The trial court’s Findings of Fact 35 indicates, “There was no specific
testimony on the chain of custody of the body cam video, or clear testimony that the
video was ever downloaded into any system, only that a witness who was not called
to testify, Jacob Hopper, was ‘the one that did the case. His computer was one of the
computers that was hit by the spyware and is - was locked.’” Finding 36 states, “No
written records concerning the chain of custody of the body camera recording were
offered by the State.” Finding of Fact 51 states, “Lowrie admitted that another
officer, Victor White, was wearing a body cam. When asked by the defense whether
there was any evidence on White’s video cam to show that Ivy gave his consent to
search the trailer, he answered, ‘yes, there is talk about the consent on that. There’s
not with the - him [Ivy] saying it.’ The State did not call Officer White, or try to
present any bodycam video from White into evidence.”
These findings are supported by the record. Lt. Lowrie testified he did not
obtain written consent from Ivy because their conversation was being recorded on
his body camera. The State knew prior to the hearing that the recording could not be
retrieved, yet the State did not call Officer White to testify, nor did it call Officer
Hopper or a witness from the IT department to explain what happened or to describe
any efforts to locate the video. The State relied solely on Lt. Lowrie’s testimony. We
13 acknowledge that “[a]n officer’s testimony that consent was voluntarily given can
be sufficient evidence to prove the voluntariness of the consent.” Kelly v. State, 331
S.W.3d 541, 547 (Tex. App.—Houston [14th Dist.] 2011, pet. ref’d) (citing Martinez
v. State, 17 S.W.3d 677, 683 (Tex. Crim. App. 2000)). But we also acknowledge that
“[t]he trial court must look at the totality of the circumstances surrounding the
statement of consent to determine whether consent was given voluntarily.” Id. As
previously noted, Lt. Lowrie’s testimony provided little information about the actual
content of his conversation with Ivy and the surrounding circumstances, focusing
instead on Lt. Lowrie’s “belief” that Ivy understood he was voluntarily and
knowingly consenting to a search of his trailer. While Lt. Lowrie’s belief may have
supported a finding by the trial court that Ivy voluntarily consented, it is not enough
to override the trial court’s discretion to decide otherwise. The evidence was in the
zone of reasonable disagreement. See Cortez, 543 S.W.3d at 203.
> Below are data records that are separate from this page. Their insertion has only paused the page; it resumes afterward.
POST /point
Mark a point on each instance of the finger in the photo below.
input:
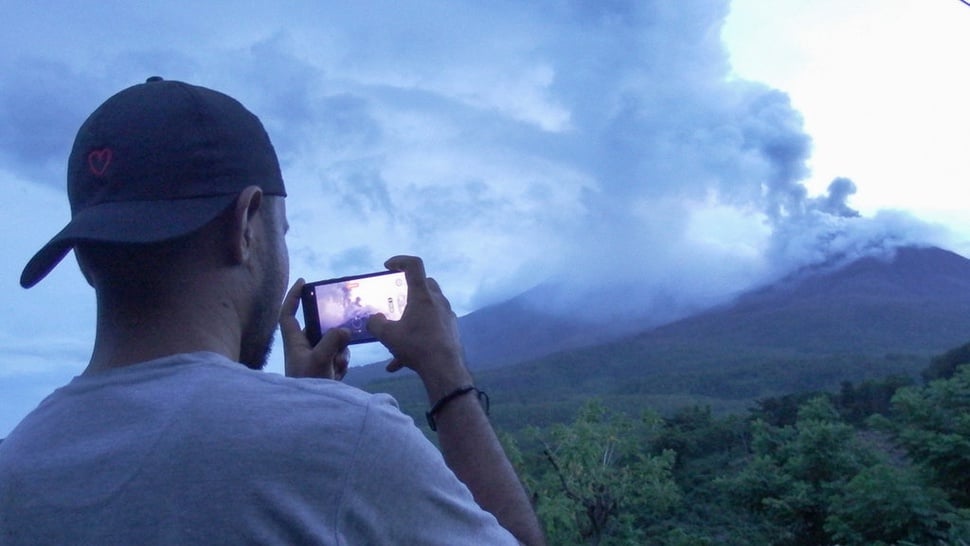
(341, 363)
(288, 323)
(377, 325)
(332, 343)
(413, 268)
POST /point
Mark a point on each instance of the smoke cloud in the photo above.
(581, 144)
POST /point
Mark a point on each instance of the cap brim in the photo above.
(125, 222)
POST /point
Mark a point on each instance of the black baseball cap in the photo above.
(157, 161)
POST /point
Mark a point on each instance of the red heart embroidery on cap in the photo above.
(98, 161)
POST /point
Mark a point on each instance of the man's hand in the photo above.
(426, 338)
(329, 359)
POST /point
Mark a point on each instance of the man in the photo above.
(178, 223)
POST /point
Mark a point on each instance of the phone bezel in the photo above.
(308, 300)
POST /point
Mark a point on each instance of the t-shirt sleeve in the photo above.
(400, 491)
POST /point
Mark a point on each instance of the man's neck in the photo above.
(125, 336)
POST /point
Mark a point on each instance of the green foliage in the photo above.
(599, 485)
(933, 424)
(885, 505)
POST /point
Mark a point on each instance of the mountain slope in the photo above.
(871, 318)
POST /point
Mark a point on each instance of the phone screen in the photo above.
(348, 302)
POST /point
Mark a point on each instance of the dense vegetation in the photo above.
(879, 463)
(876, 462)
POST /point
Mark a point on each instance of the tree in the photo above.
(599, 484)
(885, 505)
(795, 471)
(933, 424)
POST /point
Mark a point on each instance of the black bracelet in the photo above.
(482, 399)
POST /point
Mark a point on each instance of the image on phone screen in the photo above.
(348, 302)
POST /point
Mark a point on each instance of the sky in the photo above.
(685, 150)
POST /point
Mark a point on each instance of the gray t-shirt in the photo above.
(197, 449)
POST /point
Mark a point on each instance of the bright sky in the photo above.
(509, 142)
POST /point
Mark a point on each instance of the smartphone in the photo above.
(348, 302)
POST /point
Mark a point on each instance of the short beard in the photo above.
(259, 335)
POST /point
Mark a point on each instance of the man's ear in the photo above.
(248, 202)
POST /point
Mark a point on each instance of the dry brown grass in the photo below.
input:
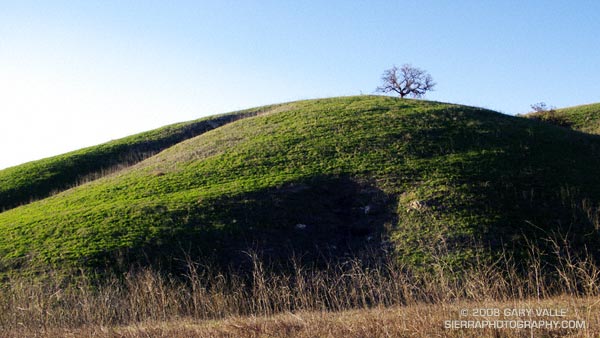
(353, 298)
(419, 320)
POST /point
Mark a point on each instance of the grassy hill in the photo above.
(35, 180)
(433, 182)
(585, 118)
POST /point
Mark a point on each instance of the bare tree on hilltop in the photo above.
(407, 80)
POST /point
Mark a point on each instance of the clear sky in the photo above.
(79, 73)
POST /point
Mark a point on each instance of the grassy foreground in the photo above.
(424, 320)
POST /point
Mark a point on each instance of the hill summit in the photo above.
(431, 182)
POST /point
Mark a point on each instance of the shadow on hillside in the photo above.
(316, 221)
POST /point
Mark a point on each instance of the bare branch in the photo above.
(407, 80)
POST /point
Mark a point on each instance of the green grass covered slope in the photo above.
(432, 182)
(31, 181)
(585, 118)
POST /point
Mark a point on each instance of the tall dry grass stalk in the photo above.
(206, 293)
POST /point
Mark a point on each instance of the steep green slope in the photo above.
(38, 179)
(326, 177)
(585, 118)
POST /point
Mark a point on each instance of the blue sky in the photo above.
(79, 73)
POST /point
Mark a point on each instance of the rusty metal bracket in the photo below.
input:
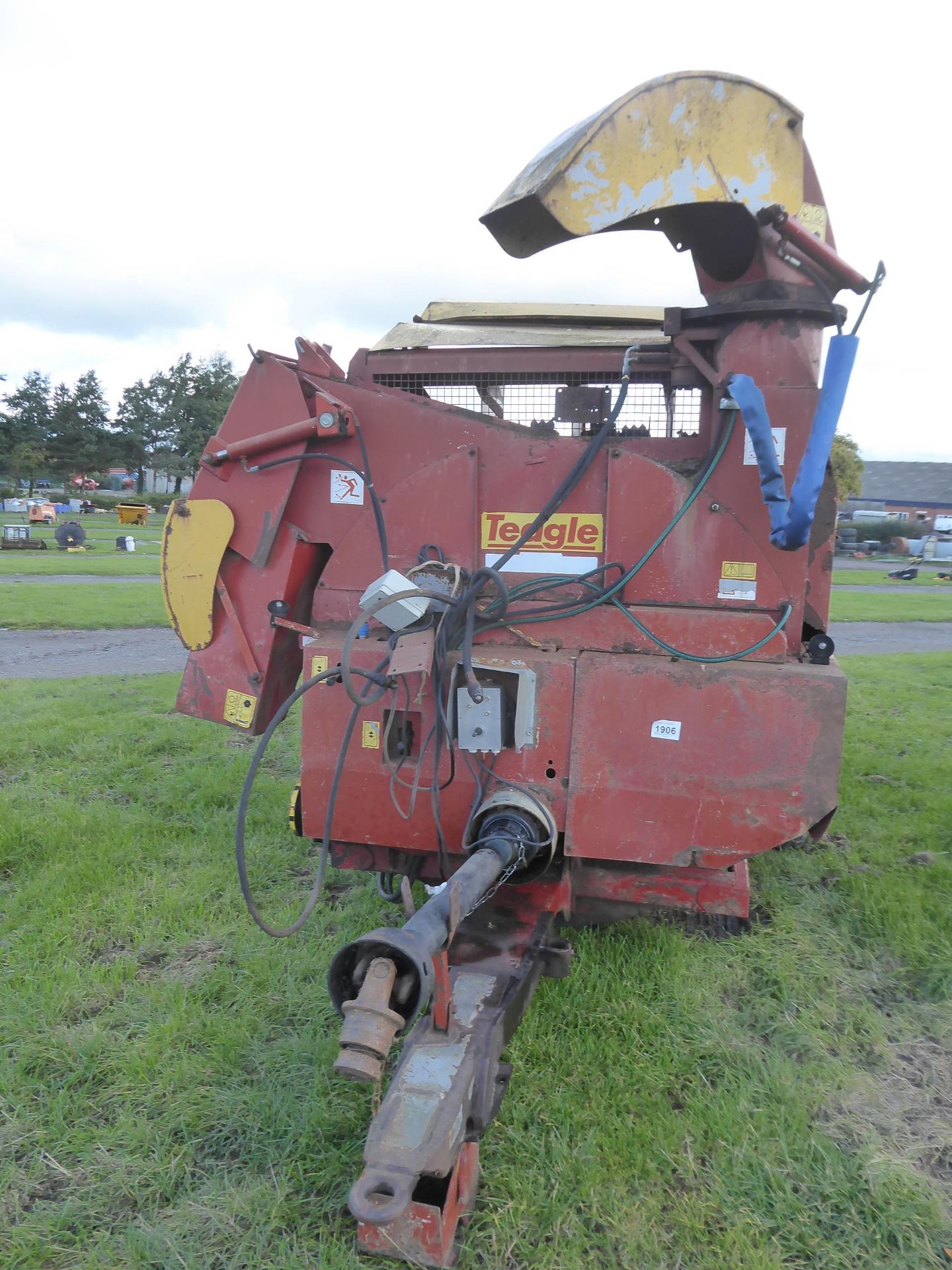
(686, 347)
(240, 638)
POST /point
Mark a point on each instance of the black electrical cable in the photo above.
(873, 287)
(281, 933)
(342, 462)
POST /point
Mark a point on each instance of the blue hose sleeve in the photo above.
(791, 519)
(753, 411)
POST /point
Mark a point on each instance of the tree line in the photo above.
(161, 423)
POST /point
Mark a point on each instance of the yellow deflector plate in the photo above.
(193, 544)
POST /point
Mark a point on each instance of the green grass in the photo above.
(881, 578)
(909, 607)
(52, 606)
(165, 1096)
(41, 563)
(102, 532)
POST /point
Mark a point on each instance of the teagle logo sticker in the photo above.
(565, 532)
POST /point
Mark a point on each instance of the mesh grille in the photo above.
(530, 398)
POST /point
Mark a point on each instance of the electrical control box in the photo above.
(480, 723)
(401, 614)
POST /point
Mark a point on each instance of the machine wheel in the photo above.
(70, 535)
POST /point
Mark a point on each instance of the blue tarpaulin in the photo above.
(793, 517)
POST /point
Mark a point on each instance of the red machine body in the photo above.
(757, 755)
(666, 736)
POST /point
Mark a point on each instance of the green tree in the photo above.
(143, 429)
(80, 441)
(198, 394)
(24, 427)
(847, 466)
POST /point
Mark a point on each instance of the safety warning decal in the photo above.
(739, 570)
(346, 487)
(813, 216)
(779, 444)
(239, 708)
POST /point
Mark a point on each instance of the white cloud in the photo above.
(194, 175)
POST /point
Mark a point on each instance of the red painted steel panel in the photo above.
(365, 810)
(754, 762)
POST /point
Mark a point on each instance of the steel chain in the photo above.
(520, 863)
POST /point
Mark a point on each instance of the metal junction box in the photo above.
(480, 723)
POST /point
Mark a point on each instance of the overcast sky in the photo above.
(194, 175)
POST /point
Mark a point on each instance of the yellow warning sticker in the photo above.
(813, 216)
(239, 708)
(739, 570)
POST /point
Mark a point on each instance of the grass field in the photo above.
(906, 607)
(40, 563)
(881, 578)
(51, 606)
(777, 1101)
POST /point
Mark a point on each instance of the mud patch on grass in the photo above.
(903, 1113)
(26, 1193)
(192, 962)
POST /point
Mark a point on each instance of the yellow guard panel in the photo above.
(694, 138)
(193, 544)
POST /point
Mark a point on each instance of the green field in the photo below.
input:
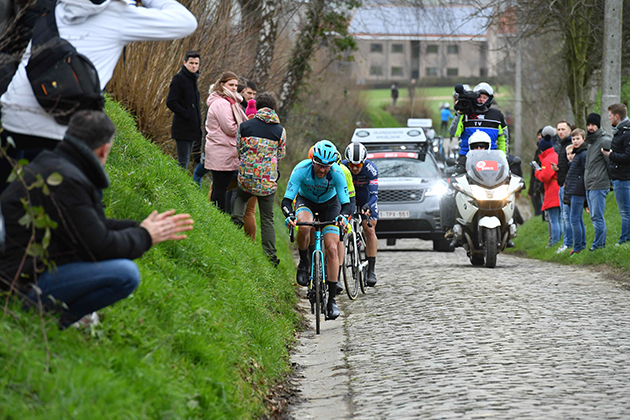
(205, 336)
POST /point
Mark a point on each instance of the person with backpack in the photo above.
(98, 31)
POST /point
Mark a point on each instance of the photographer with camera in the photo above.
(476, 114)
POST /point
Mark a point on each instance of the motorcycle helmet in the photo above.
(486, 89)
(324, 153)
(479, 139)
(356, 153)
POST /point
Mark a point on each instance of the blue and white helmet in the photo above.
(325, 153)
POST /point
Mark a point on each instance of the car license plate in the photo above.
(393, 215)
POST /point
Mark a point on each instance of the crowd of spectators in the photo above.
(574, 170)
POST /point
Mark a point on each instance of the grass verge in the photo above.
(533, 235)
(205, 336)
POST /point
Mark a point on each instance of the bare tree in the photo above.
(326, 26)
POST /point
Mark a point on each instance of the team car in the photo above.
(410, 184)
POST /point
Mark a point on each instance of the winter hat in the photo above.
(546, 142)
(251, 107)
(595, 119)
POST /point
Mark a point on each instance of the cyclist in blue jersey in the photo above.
(318, 186)
(365, 179)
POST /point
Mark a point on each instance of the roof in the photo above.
(430, 22)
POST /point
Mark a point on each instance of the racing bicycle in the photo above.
(316, 293)
(355, 261)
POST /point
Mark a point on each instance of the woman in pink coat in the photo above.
(224, 116)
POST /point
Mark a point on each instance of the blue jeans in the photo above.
(566, 221)
(553, 215)
(86, 287)
(577, 222)
(596, 205)
(622, 195)
(199, 173)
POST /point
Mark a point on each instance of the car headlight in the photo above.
(485, 194)
(437, 190)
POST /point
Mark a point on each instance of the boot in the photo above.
(332, 311)
(371, 280)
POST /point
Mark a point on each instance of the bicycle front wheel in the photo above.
(350, 268)
(318, 281)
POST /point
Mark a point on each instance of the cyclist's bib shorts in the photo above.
(326, 211)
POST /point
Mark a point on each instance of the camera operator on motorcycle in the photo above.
(365, 179)
(479, 140)
(318, 186)
(476, 114)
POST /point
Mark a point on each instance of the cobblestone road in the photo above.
(439, 338)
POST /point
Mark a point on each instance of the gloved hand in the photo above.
(290, 221)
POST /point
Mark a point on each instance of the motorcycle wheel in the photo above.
(491, 246)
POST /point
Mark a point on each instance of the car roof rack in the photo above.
(396, 138)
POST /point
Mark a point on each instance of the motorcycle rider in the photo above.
(483, 118)
(479, 140)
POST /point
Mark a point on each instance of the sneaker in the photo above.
(371, 280)
(561, 249)
(339, 288)
(87, 321)
(302, 276)
(332, 311)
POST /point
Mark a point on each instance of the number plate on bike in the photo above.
(393, 215)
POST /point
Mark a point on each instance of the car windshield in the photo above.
(406, 168)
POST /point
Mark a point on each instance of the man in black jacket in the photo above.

The trial court’s Conclusion of Law 18 states, “The State has the burden of
proving voluntary consent by clear and convincing evidence. Meekins v. State, 340
S.W.3d 454, 460 (Tex. Crim. App. 2011). The State failed to meet that burden.”
Again, we construe this as a finding on a mixed question of law and fact, and on this
record, we cannot say the trial court abused its discretion in so finding. The State
never provided any testimony indicating Lt. Lowrie’s conversation with Ivy went
beyond mere acquiescence to Lt. Lowrie’s authority. The record contains so little
14 information about the circumstances surrounding Ivy’s provision of consent that we
are not at liberty to disturb the trial court’s finding that the State failed to meet its
burden. See Romero, 800 S.W.2d at 543 (“If the trial court’s findings of fact are
supported by the record, an appellate court is not at liberty to disturb them.”).
Conclusion
Viewing the evidence in the light most favorable to the trial court’s ruling,
and giving the trial court’s ruling almost total deference, we hold the trial court did
not abuse its discretion by finding that the State failed to meet its burden to prove by
clear and convincing evidence that Ivy voluntarily consented to the search. We
overrule the State’s sole issue and affirm the trial court’s Order on Motion to
Suppress Evidence.
AFFIRMED.
KENT CHAMBERS Justice
Submitted on December 27, 2024 Opinion Delivered February 26, 2025 Do Not Publish
Before Golemon, C.J., Johnson and Chambers, JJ.